取説いらずのiPad
2010年(平成22年)6月29日 日経産業新聞掲載
5月28日に日本でも発売され、大きな話題を呼んでいる米アップルの多機能携帯端末「iPad(アイパッド)」を筆者も手に入れた。驚いたのは製品と一緒に梱包してあるマニュアルが裏表1枚のカードだけであること。高機能携帯電話「iPhone(アイフォーン)3G」には蛇腹型のユーザーガイドが付いていたので、より最小限になったわけだ。
添付カードの表面では電源オン/オフや音量の調節に使うボタンを説明し、裏面で設定・同期・充電の簡単な手順と、それ以上の情報を知りたい時に見るウェブのアドレスを案内。裏面の手順を読まなくても、電源を入れるだけで画面に必要な設定が表示される。その指示通りに進めれば、すぐに使えるようになった。設定前のマニュアルなしで使い始められる。
アップルジャパンによると、iPadはシニア層も購入。80代女性から「指で画面を押しながら楽しく使っている」との声も寄せられているという。「iPadはマニュアルなしで楽しく使えることを大前提に開発した製品。こう使うと一度分かれば、触っているうちに自分で使い方を発見できる」(アップルジャパン)。迷う人がいないのか心配だが、こうした機器を全く初めて使う人が迷いがちな設定は、販売店によっては購入時にサポートしているという。

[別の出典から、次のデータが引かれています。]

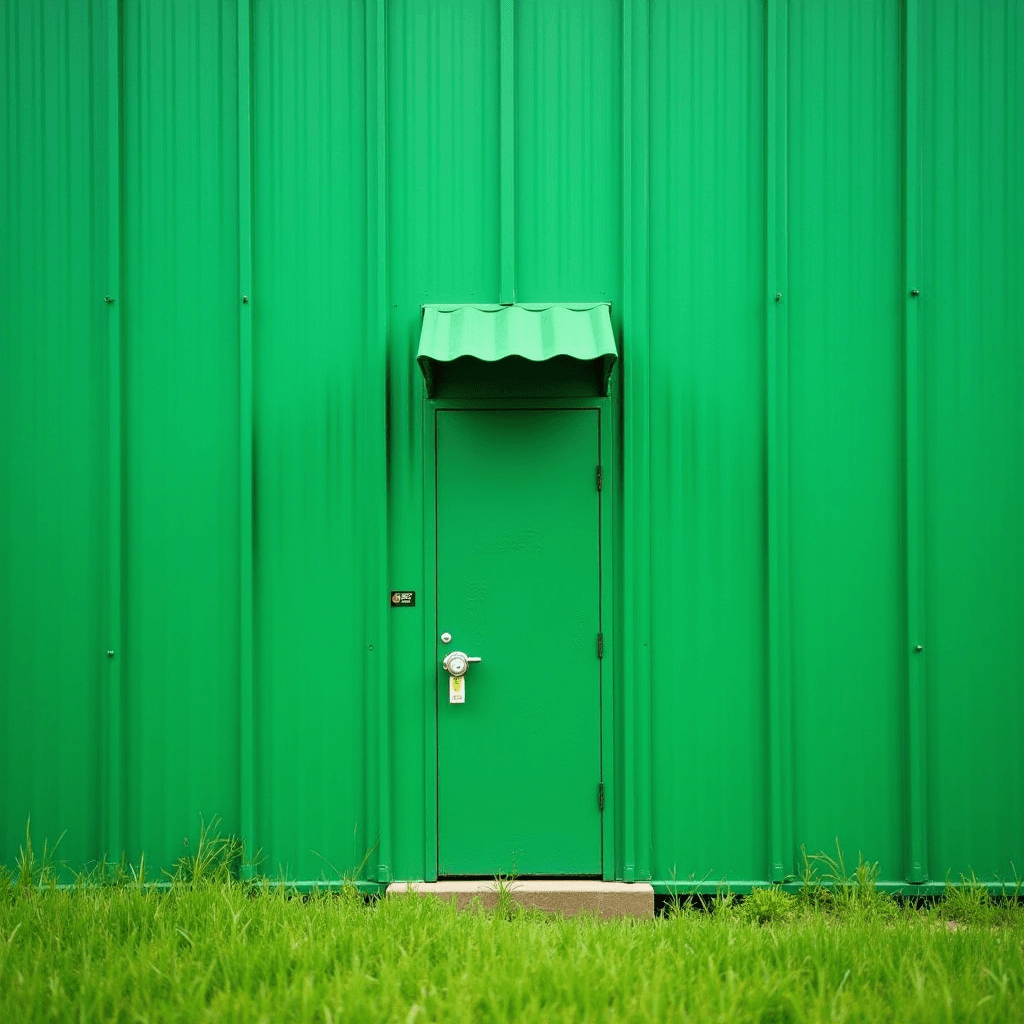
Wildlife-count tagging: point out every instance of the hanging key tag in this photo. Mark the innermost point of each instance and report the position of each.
(457, 689)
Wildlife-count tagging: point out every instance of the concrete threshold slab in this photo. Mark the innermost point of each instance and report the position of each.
(566, 896)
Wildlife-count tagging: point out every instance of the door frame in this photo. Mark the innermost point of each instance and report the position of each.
(608, 524)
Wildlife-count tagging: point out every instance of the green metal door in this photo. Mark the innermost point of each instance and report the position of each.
(519, 587)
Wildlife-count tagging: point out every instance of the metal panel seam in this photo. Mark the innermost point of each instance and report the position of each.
(636, 456)
(777, 410)
(246, 597)
(113, 817)
(375, 425)
(508, 156)
(913, 508)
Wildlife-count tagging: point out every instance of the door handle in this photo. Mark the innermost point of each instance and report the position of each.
(457, 664)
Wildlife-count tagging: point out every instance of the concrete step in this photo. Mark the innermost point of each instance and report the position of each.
(606, 899)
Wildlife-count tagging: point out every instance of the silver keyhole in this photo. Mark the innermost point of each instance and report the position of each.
(457, 664)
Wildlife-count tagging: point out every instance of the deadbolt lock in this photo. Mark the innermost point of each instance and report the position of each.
(457, 664)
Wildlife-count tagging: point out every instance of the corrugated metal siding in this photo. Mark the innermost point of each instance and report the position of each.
(708, 439)
(568, 162)
(972, 110)
(310, 356)
(755, 168)
(442, 84)
(845, 402)
(179, 308)
(52, 422)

実際、わが家の小学生もダウンロードしたゲームを見るなり、あちこち画面を触ったり、画面全体を傾けたりしながらゲームの操作とルールを理解し、あっという間に遊び始めた。筆者は電子書籍を表示し、指でページをめくりながら拡大・縮小できる使い勝手の良さに、身近な家電製品やデジタル機器、業務で使う製品マニュアルを表示する製品としての可能性も感じた。十人十色の楽しみ方が広がるよう、使い勝手の良い製品設計をしているところにiPadが話味になる理由があるのだろう。